In this study six different herb extracts (fenugreek, fennel, ajowan, wild rue, yarrow, and pennyroyal) were tested for antimicrobial activity against five different common bacteria (Escherichia coli, Pseudomonas aeruginosa, Staphylococcus aureus, Enterococcus faecalis, and Acinetobacter). To determine which solvent extracted the highest antimicrobial agents the herbs were ground and extracted in three different solvents: acetone, methanol and ethanol. Extraction was done for three days at room temperature after which each extract was filtered through a 0.22 uM filter to remove any debris.
Broth and agar dilution methods were used to determine the minimal inhibitory concentration (MIC) of the six herbal extracts. For the broth dilution method, doubling dilutions of the extracts were done in a 96 well plate containing Luria-Bertani (LB) broth. Bacteria grown in LB broth was added to the plates. The plates were incubated overnight at 37oC. Due to the cloudy nature of the extracts it was not possible to determine the MIC from the 96 well plate. Thus each well from the 96 well plates was stamped onto an agar plate and the agar plates were incubated overnight at 37oC. From the agar plates the antimicrobial activity of the extracts was deducible and the MIC determined. After assessing the lowest concentration of the antimicrobial agents that inhibited visible growth of the tested we were able to narrow down our antimicrobial agents for each bacterium.

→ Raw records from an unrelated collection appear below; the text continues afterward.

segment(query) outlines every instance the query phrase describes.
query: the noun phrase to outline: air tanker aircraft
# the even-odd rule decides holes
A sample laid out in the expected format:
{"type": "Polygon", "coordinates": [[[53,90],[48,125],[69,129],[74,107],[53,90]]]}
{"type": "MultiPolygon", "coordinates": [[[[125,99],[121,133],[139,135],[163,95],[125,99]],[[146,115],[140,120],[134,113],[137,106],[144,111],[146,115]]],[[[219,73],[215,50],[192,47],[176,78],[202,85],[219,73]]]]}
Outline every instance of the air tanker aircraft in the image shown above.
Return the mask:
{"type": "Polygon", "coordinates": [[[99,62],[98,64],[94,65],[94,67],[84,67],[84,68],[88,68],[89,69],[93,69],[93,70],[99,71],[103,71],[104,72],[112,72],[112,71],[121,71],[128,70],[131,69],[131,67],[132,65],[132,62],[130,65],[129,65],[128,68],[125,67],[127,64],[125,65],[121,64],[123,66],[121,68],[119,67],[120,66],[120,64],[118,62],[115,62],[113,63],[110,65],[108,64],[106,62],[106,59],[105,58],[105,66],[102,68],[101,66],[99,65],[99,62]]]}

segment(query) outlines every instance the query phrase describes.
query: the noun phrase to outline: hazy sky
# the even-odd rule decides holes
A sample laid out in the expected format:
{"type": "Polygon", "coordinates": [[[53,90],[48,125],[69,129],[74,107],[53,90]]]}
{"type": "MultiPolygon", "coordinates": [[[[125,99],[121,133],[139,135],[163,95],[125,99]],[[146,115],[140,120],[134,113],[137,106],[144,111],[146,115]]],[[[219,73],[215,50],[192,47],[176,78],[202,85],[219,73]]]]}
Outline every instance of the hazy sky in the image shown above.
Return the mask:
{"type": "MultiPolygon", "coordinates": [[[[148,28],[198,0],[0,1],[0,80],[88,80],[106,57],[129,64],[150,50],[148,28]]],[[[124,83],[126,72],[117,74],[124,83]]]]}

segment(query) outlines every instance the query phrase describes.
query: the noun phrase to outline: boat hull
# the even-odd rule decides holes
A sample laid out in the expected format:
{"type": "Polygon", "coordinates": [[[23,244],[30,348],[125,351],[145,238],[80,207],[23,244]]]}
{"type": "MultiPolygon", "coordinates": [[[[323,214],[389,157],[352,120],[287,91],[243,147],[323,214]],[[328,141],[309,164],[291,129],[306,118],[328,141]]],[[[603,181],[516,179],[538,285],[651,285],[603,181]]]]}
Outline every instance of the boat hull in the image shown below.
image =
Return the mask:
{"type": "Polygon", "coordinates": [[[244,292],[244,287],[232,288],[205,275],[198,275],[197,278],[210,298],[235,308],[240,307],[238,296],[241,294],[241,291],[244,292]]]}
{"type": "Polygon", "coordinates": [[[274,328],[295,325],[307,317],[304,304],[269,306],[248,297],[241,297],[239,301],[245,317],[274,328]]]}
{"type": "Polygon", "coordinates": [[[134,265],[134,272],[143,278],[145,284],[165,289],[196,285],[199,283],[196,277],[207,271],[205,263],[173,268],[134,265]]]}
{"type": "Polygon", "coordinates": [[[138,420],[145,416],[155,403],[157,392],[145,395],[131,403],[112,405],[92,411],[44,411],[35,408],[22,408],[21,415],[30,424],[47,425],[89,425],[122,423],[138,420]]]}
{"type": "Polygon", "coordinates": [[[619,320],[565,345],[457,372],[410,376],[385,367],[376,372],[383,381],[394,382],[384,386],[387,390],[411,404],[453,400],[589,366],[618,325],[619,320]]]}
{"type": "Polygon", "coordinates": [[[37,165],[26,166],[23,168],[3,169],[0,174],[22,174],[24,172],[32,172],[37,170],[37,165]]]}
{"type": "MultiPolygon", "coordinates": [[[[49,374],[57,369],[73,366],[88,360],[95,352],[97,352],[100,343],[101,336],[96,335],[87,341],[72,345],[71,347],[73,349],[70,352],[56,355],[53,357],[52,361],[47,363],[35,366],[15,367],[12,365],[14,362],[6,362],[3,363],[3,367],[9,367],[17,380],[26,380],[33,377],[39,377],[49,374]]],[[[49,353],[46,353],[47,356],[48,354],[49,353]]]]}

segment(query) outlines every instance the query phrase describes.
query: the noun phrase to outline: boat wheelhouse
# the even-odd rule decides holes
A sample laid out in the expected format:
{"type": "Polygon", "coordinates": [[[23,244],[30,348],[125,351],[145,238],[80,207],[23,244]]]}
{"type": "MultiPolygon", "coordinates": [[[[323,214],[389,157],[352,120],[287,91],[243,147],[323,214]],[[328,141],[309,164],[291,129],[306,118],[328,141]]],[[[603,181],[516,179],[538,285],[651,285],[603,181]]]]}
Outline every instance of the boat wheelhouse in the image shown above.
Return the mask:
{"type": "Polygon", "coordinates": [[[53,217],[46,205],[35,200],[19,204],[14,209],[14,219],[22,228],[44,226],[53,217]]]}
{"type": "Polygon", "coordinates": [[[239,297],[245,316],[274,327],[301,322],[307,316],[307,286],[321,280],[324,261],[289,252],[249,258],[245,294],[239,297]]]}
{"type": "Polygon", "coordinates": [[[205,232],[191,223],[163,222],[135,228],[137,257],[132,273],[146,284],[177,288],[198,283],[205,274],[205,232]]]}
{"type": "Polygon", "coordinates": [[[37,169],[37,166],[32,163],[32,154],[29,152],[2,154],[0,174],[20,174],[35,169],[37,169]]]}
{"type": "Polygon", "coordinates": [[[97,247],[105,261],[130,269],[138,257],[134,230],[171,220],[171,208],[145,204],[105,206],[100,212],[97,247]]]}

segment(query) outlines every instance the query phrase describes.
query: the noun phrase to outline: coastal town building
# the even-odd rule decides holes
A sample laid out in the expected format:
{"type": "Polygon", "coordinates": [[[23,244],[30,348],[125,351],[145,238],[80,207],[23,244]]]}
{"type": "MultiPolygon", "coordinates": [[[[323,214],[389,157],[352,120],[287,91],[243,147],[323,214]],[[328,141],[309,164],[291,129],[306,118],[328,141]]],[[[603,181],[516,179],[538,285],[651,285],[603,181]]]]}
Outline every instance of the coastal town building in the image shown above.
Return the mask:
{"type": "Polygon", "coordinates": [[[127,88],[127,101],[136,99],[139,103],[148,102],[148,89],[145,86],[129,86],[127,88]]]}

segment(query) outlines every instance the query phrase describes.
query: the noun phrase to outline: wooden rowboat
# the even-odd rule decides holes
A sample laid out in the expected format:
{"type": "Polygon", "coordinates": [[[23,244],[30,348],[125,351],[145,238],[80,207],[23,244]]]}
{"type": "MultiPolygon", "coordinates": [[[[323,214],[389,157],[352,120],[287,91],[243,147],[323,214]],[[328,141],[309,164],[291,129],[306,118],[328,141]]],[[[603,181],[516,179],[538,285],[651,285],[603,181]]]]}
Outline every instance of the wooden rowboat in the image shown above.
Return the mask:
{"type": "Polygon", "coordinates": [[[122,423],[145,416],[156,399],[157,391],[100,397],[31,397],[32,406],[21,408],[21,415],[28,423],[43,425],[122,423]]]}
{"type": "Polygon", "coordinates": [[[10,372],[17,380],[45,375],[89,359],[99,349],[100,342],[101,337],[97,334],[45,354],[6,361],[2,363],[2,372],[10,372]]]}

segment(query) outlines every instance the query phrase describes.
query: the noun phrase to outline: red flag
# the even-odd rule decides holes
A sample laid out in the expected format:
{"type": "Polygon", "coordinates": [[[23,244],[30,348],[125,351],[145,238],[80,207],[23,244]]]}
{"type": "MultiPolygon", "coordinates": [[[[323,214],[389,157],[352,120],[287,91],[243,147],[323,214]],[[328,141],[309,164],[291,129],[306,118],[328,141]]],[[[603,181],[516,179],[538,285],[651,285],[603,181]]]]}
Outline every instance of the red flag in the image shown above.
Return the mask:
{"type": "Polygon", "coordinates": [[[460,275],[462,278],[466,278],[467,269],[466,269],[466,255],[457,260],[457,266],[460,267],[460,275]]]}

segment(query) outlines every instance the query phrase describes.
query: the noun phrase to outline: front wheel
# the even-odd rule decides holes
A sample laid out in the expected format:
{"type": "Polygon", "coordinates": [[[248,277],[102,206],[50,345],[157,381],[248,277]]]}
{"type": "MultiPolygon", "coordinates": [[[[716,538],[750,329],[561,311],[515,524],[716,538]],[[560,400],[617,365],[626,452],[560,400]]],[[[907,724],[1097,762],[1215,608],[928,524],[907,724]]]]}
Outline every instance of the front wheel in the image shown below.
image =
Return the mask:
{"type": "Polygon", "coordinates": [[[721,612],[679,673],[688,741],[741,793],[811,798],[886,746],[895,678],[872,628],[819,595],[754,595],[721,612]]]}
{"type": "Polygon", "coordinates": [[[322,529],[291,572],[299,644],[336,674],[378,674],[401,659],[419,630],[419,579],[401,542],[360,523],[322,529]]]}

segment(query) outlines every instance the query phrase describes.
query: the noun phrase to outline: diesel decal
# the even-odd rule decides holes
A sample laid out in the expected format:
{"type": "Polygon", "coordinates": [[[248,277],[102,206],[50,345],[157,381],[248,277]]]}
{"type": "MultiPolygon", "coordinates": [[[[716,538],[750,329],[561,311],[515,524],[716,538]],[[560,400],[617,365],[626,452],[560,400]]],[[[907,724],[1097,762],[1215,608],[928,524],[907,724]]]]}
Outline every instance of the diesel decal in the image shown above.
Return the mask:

To further test if any of the extracts were synergistic with common antibiotics we then determined the MIC of the bacterial strains for 12 different antibiotics. Once the MIC was determined, checker board method in 96 well plate format was used to test synergy between the extracts and antibiotics. Doubling dilutions of the antibiotics were added to the plate in a horizontal format and doubling dilutions of the extracts were added in a vertical format. Bacteria was the added to each well. The plates were incubated at 37oC overnight and stamped on agar plates the next day. Agar plates were incubated at 37oC overnight. Thus, we were able to evaluate the antimicrobial potentials of the examined herbs.